Add the chickpeas and remaining 1 tsp baking soda to a large pot. Add cold water to cover the chickpeas by at least 2 inches. Bring to a boil, then reduce heat to medium-low and simmer for about 45-60 minutes, skimming off any foam that rises to the surface. The chickpeas should be tender and falling apart by the time they’re done cooking. Drain and set aside to cool.
Place the garlic, lemon juice, and salt in the food processor (or a high-speed blender). Process/blend until pureed, then allow to sit for 10 minutes. Strain the mixture through a fine-mesh sieve into a small bowl, pressing on it with the back of a spoon to release as much juice as possible. Keep the liquid, discard the solids. Don’t worry about cleaning out the food processor, just scoop out any chunks of garlic with a paper towel.
Pour the tahini into the food processor/blender. That’s right, POUR the tahini. Your tahini should be smooth and silky enough that it can be poured. If your tahini needs to be spooned out of the jar, you did not get good tahini and this may impact the taste of your hummus. Add the garlic water and pulse to combine. With the motor running, add ¼ cup ice water by the spoonful and process until the mixture becomes very smooth, pale, and thick. You may notice it seize up at first, but keep adding water and it should even out again. Add the chickpeas and cumin, and process for four full minutes, scraping down the sides every so often. The hummus should be extremely smooth. If the hummus is too thick for your liking, thin it out with a little bit of ice water. Taste and season with more lemon juice, salt, and/or cumin if desired.

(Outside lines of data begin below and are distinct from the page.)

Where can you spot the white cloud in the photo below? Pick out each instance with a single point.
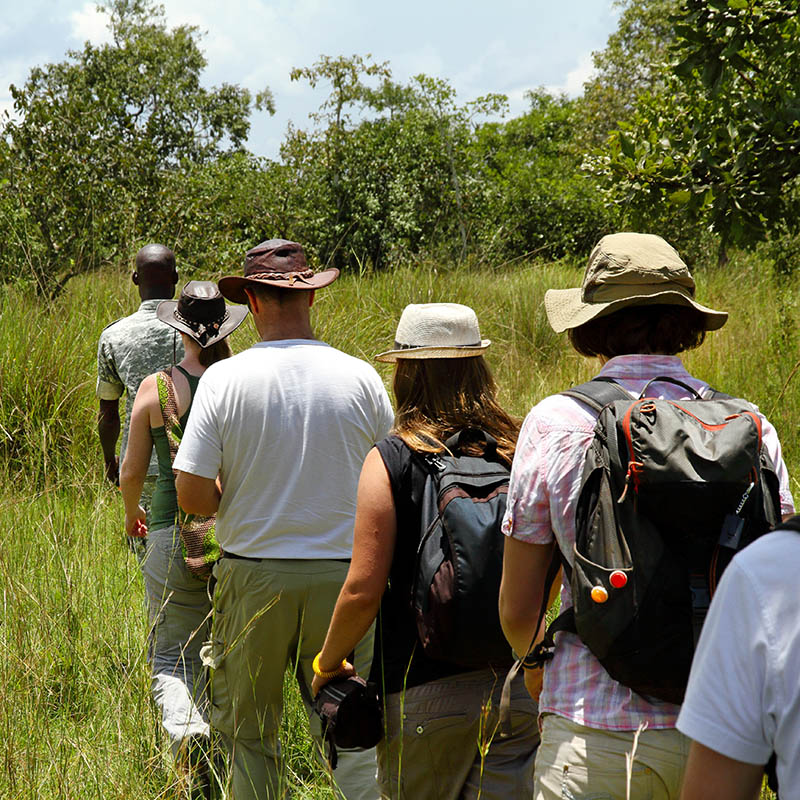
(576, 77)
(89, 24)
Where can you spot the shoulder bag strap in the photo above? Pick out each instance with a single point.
(168, 401)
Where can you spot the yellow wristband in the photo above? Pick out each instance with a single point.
(319, 673)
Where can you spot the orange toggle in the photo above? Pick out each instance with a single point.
(599, 594)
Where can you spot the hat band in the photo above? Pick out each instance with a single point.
(203, 330)
(282, 276)
(400, 346)
(610, 292)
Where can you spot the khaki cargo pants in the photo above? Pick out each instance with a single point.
(269, 615)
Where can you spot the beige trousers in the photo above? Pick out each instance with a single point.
(579, 763)
(270, 615)
(443, 742)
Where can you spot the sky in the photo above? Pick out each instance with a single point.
(479, 46)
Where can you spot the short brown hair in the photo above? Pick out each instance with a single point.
(278, 294)
(437, 397)
(665, 329)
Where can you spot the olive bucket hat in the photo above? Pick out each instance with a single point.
(200, 312)
(436, 330)
(627, 269)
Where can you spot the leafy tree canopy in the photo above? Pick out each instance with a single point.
(720, 145)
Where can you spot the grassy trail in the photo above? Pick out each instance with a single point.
(75, 715)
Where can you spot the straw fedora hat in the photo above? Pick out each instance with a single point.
(436, 330)
(200, 312)
(276, 262)
(627, 269)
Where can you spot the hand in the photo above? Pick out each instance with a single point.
(112, 470)
(347, 670)
(136, 525)
(533, 682)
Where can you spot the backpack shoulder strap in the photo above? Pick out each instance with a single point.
(597, 393)
(792, 524)
(713, 394)
(168, 402)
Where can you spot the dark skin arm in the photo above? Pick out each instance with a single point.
(108, 427)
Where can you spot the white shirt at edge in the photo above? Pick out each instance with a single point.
(287, 425)
(743, 697)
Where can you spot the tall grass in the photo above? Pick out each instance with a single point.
(75, 715)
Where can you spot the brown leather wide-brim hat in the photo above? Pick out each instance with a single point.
(276, 262)
(627, 269)
(200, 312)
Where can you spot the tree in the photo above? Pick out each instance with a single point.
(95, 136)
(721, 144)
(634, 61)
(396, 178)
(538, 201)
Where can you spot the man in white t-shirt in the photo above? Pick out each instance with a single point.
(743, 698)
(286, 426)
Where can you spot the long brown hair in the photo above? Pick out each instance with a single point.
(641, 329)
(437, 397)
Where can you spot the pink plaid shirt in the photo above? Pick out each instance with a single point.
(545, 480)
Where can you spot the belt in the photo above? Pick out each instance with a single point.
(242, 558)
(259, 560)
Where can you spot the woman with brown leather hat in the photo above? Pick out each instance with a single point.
(636, 312)
(178, 601)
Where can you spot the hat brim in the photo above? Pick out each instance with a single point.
(165, 311)
(566, 308)
(434, 352)
(233, 286)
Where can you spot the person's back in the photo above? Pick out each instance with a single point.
(743, 698)
(636, 312)
(294, 422)
(132, 348)
(286, 425)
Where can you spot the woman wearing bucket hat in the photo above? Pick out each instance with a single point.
(440, 737)
(635, 311)
(178, 601)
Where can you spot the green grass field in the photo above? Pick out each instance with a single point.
(76, 719)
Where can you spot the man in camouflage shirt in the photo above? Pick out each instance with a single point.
(132, 348)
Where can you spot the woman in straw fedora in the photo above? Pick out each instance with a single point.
(440, 721)
(635, 312)
(178, 602)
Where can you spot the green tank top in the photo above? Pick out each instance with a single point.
(164, 505)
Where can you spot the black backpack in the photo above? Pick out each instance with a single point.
(459, 558)
(670, 491)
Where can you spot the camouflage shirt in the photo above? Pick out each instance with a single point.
(130, 349)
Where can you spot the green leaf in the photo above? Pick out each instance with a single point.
(680, 198)
(626, 145)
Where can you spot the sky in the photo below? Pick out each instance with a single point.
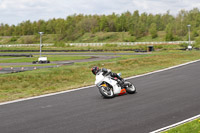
(17, 11)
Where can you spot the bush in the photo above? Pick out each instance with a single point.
(130, 39)
(59, 44)
(110, 45)
(184, 45)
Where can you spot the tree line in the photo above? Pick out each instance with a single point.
(138, 25)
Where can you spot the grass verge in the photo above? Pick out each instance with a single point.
(43, 81)
(190, 127)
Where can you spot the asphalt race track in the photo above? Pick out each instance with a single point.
(163, 99)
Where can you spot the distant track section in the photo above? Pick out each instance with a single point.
(98, 44)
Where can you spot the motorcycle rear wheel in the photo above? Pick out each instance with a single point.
(130, 88)
(106, 92)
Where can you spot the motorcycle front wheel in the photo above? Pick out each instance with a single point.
(106, 92)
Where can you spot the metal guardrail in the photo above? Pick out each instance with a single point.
(99, 44)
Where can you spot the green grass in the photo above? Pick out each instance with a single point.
(87, 37)
(43, 81)
(107, 47)
(190, 127)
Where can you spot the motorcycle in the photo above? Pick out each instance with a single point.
(109, 86)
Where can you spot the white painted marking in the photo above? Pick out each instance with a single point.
(51, 94)
(176, 124)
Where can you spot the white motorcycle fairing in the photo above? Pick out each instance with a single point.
(100, 78)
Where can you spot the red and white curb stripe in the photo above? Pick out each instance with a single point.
(176, 124)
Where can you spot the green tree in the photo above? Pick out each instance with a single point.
(153, 30)
(169, 34)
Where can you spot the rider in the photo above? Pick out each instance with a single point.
(96, 70)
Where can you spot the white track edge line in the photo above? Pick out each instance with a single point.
(56, 93)
(176, 124)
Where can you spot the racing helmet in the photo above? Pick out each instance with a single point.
(95, 70)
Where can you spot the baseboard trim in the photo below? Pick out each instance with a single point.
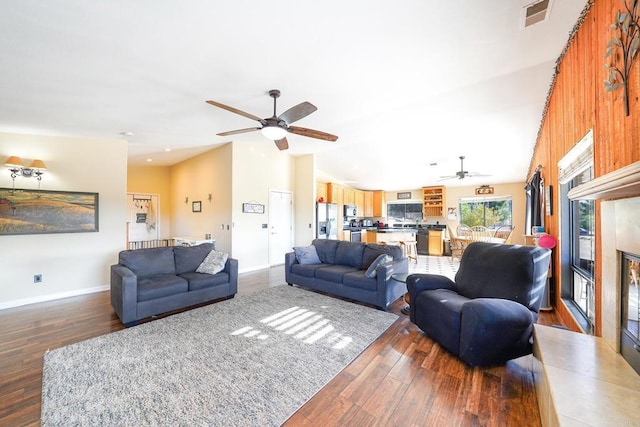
(51, 297)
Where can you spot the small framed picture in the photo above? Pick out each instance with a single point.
(484, 189)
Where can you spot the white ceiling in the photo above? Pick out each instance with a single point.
(403, 84)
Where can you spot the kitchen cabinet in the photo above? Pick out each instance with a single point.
(368, 204)
(436, 240)
(379, 204)
(360, 202)
(335, 194)
(433, 202)
(321, 191)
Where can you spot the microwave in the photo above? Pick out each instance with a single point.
(350, 211)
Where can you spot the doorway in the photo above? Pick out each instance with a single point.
(280, 225)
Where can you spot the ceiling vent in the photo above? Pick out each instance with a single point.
(536, 12)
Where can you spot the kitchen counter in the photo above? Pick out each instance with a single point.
(389, 235)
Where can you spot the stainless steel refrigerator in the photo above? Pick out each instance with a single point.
(327, 221)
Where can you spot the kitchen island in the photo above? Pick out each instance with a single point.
(390, 236)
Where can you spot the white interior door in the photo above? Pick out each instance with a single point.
(280, 226)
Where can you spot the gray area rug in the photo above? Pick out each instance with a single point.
(249, 361)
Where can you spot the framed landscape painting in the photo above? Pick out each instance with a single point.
(42, 211)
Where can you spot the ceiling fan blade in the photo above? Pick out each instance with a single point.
(235, 132)
(282, 144)
(298, 112)
(311, 133)
(235, 110)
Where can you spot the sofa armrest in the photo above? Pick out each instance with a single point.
(231, 268)
(494, 330)
(124, 293)
(289, 260)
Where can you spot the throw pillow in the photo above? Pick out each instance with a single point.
(307, 255)
(381, 259)
(213, 263)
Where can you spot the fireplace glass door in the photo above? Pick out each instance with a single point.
(629, 333)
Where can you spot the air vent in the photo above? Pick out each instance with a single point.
(536, 12)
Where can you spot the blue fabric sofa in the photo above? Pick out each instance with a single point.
(486, 315)
(342, 271)
(147, 282)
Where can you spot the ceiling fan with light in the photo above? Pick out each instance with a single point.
(276, 127)
(461, 174)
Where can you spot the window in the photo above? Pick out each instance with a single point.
(405, 212)
(488, 212)
(578, 228)
(582, 254)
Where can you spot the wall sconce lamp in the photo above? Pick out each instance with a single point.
(16, 167)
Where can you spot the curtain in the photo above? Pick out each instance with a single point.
(534, 201)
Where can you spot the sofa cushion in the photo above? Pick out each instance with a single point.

To serve, spoon the hummus into a shallow bowl (or several bowls if presenting with a few different toppings). Make a well in the centre or trace shallow grooves around the hummus and drizzle with olive oil. See aforementioned adornments for my personal favourites. Serve with grilled pita, crackers, or crunchy vegetables (I opted for radishes, endive, and radicchio).